"Opfer des Systems" Zocker Kerviel vor Gericht
08.06.2010, 16:25 UhrIn Paris beginnt der Prozess gegen den ehemalige Börsenhändler Kerviel. Der 33-Jährige soll für einen der größten Spekulationsverluste aller Zeiten verantwortlich sein. Seine Ex-Bank Societe Generale musste 4,9 Milliarden Euro abschreiben. Thema ist auch eine etwaige Mitwisserschaft von Kerviels Vorgesetzten.

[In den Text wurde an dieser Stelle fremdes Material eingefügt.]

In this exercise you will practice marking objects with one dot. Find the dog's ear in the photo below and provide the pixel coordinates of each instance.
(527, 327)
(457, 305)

Zweieinhalb Jahre nach Bekanntwerden des größten französischen Bankenskandals hat in Paris hat der Prozess gegen Jérôme Kerviel begonnen. Der als "Milliardenzocker" bekanntgewordene ehemalige Börsenhändler der französischen Großbank Societé Générale soll für einen der größten Spekulationsverluste aller Zeiten verantwortlich sein.
Das Geldinstitut schrieb in Folge der Geschäfte Kerviels die sagenhaft hohe Summe von 4,9 Mird. Euro ab. Die Societé Générale will nichts vom illegalen Treiben ihres Mitarbeiters gewusst haben und spricht von kriminellen Vertuschungsmanövern. Der 33-Jährige sieht sich dagegen als Sündenbock und Opfer eines verrückt gewordenen Systems. Er behauptet, mit Billigung seiner Vorgesetzten spekuliert zu haben.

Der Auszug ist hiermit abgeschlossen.